In the present work, we performed various numerical simulations to study the influence of interfacial tension, viscosity contrast, contact angle, and inlet geometries, on the oil–water flow inside a double T-junction microchannel. Here, we found the formation of droplet in merging (alternate) mode for lower (higher) capillary number, Ca < 0.016 (Ca = 0.032−0.16). Alongside, the increase in viscosity contrast, µr = 0.1−1, showed higher uniformity in the droplet size formation. The increase of contact angle, θ = 0°−180°, increases the hydrophobic property of the wall which showed the transition from annular (oil-core) flow to droplet in jetting mode to droplet in dripping mode. Moreover, by increasing the inlet angle, λ = 90°−150°, we observe a marginal reduction in the droplet size with variation in distance between consecutive droplets. A numerical simulation was performed to study the local pressure drop characteristics at the tapered inlet during the formation of droplets.
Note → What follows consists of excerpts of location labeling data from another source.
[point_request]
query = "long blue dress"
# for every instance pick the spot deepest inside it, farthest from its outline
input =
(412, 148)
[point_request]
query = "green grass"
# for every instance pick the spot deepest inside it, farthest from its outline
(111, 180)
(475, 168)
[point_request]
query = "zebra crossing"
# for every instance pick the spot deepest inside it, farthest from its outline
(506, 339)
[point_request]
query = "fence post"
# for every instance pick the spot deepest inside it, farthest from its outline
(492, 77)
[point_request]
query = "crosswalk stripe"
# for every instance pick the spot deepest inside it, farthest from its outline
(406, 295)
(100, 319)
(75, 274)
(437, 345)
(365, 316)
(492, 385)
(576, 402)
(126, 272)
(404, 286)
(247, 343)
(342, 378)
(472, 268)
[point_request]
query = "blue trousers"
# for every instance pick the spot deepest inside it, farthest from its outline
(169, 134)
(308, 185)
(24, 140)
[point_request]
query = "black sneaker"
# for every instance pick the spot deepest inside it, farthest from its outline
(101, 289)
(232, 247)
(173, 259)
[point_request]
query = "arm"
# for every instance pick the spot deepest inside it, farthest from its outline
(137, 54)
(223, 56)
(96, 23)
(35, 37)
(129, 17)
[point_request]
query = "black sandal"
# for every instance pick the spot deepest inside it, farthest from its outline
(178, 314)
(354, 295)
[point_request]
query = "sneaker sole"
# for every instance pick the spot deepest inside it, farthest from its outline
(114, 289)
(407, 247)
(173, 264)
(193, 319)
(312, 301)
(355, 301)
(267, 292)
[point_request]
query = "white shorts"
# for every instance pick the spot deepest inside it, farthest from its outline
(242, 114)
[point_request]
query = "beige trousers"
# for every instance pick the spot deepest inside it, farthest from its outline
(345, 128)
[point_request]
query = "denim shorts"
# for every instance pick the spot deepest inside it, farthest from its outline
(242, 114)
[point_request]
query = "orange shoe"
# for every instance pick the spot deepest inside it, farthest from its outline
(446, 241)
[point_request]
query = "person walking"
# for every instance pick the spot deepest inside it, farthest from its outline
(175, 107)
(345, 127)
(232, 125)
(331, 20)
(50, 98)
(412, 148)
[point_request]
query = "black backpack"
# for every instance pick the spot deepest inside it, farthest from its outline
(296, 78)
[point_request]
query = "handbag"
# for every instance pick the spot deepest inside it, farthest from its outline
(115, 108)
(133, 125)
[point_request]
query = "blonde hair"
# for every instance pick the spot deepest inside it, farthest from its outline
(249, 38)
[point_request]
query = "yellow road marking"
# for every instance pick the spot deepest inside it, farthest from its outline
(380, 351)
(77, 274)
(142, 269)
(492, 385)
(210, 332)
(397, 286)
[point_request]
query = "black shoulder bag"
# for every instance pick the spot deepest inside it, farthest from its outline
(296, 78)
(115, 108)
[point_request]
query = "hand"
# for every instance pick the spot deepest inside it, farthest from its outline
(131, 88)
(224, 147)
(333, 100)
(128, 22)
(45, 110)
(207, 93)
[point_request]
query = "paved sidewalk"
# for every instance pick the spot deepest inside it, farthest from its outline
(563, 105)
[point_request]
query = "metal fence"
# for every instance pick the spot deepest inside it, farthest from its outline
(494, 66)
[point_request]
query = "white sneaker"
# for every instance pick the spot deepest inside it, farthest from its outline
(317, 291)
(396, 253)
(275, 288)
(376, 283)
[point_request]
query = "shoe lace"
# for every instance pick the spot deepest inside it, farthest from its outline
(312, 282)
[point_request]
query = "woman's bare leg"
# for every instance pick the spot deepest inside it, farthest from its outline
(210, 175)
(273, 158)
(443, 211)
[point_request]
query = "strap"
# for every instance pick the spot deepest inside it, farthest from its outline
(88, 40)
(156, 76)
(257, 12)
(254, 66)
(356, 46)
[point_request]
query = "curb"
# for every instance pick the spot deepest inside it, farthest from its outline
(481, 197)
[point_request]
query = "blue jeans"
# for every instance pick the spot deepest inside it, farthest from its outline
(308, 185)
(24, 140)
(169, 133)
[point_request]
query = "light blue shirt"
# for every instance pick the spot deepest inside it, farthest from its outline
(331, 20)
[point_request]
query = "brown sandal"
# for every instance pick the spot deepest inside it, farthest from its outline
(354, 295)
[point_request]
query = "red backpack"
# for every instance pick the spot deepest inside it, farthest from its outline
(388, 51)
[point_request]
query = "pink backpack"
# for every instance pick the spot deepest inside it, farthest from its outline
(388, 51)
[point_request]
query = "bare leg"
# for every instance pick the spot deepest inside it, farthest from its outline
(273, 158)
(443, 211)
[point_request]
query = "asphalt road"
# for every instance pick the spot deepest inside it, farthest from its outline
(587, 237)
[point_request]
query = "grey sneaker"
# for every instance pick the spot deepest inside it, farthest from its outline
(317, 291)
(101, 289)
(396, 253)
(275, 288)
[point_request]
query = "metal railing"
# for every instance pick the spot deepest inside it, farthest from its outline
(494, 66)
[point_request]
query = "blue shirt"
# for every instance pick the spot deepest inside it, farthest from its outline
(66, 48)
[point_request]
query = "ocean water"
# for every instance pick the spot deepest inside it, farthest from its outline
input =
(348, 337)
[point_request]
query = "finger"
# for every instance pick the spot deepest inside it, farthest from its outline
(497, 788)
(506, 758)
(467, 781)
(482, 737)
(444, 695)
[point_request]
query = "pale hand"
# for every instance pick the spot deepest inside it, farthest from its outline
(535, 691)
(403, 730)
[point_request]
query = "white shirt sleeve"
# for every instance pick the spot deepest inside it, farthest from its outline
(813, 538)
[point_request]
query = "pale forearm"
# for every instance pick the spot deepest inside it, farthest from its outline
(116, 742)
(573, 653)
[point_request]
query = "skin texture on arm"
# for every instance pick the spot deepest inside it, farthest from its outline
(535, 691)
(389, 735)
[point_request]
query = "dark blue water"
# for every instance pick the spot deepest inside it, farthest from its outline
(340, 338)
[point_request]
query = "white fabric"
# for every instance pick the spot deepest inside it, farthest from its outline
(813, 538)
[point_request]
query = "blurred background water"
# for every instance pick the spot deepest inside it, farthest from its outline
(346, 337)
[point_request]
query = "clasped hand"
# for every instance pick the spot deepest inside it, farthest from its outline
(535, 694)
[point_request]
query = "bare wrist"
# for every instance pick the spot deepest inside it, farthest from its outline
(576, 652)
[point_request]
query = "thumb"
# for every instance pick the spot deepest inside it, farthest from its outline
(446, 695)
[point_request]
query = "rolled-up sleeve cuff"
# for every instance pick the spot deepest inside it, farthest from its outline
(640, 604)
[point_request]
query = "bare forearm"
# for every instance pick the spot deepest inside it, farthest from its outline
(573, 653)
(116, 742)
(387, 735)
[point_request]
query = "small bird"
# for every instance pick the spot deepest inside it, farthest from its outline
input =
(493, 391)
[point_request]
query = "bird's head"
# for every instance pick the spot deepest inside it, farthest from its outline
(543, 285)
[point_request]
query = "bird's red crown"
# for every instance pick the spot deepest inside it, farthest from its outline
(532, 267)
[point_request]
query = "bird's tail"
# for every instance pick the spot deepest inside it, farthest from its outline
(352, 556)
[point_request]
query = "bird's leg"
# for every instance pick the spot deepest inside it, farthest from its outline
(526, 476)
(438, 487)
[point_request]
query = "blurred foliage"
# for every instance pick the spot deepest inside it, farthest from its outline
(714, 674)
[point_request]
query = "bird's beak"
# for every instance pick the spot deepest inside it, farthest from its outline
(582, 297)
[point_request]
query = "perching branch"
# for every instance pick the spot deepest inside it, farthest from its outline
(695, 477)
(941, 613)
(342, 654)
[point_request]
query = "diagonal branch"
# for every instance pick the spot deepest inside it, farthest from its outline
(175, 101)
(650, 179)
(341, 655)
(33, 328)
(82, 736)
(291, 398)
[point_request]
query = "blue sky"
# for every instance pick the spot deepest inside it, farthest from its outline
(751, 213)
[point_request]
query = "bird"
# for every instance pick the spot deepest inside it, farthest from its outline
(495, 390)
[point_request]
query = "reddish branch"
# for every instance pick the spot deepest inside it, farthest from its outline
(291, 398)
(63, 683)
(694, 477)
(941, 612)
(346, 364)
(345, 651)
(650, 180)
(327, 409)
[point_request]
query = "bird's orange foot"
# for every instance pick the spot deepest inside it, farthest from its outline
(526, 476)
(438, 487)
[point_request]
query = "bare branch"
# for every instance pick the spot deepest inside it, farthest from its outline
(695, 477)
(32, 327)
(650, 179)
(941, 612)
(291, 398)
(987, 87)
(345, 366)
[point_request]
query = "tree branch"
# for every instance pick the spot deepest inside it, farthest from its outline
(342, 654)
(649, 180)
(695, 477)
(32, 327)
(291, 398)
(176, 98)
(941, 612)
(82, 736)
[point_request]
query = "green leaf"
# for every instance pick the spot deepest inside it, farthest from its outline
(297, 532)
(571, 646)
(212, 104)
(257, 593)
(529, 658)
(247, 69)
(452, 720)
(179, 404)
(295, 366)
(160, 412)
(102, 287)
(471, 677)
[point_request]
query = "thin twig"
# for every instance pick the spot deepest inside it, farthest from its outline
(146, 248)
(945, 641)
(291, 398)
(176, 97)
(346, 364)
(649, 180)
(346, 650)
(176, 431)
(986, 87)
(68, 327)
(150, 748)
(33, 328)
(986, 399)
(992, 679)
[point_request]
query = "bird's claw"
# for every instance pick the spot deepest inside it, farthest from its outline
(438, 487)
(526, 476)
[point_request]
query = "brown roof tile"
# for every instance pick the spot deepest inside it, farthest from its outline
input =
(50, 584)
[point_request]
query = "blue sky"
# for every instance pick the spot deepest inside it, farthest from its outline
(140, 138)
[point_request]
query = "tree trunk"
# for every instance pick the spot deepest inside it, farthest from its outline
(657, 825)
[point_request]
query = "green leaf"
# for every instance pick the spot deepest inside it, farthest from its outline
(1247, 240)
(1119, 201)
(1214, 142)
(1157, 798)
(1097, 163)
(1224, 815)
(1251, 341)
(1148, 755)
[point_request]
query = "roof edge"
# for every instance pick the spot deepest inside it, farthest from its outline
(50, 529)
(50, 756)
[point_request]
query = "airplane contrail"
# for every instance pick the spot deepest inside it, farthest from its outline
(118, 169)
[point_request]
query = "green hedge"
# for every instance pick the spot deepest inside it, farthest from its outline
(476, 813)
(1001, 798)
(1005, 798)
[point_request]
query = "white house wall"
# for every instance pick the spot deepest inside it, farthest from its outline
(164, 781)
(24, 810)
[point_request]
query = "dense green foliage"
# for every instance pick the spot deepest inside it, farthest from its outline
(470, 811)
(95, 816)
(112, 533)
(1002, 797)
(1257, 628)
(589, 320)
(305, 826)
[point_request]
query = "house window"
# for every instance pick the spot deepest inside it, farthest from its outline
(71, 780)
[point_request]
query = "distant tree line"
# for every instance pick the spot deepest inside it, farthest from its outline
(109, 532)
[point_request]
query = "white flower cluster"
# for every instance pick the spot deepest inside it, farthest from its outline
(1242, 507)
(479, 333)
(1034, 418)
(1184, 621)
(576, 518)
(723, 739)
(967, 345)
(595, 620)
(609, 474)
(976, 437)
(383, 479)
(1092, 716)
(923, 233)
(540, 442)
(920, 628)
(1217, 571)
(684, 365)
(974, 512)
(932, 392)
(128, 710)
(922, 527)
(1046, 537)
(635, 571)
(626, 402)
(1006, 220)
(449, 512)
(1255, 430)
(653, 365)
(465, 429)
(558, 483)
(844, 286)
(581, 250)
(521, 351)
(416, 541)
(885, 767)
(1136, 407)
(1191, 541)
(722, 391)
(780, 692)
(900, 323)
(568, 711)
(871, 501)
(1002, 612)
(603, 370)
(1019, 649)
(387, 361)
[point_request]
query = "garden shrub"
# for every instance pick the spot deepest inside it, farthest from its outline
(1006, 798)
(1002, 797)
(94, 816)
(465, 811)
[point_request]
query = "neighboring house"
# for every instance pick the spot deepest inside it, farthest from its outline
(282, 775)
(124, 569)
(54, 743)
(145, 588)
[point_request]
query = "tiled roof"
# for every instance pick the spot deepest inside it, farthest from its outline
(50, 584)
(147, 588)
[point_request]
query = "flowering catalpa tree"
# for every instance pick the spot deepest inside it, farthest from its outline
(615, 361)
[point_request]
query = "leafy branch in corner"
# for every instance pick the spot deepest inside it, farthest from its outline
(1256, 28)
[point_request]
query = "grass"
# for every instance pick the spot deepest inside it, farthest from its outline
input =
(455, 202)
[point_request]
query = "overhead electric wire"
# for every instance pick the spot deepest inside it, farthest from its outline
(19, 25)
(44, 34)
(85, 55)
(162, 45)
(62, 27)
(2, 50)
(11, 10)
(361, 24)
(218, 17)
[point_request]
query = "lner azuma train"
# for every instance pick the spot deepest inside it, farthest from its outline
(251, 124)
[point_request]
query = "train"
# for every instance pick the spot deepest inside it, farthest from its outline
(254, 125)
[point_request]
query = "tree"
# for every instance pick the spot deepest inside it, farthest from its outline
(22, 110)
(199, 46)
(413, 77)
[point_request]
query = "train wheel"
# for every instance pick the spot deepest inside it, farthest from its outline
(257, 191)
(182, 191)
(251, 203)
The pressure drop curves show the inter-competing nature of local pressure in both tapered inlets leading to the alternating nature of droplet formation. The findings of the present study can be utilized to design and fabricate a micro-device that is more compact and poses the additional advantages such as high surface-to-volume ratio, ease in handling hazardous materials, controlling exothermic reactions, creation of a digitized micro-devices. Such miniaturized devices will contribute toward cost effectives and ease in accessibility to people who are located at remote areas. Many of such devices include the water monitoring kits, amylase detecting kit, rapid testing devices for COVID-19, and other pathogens.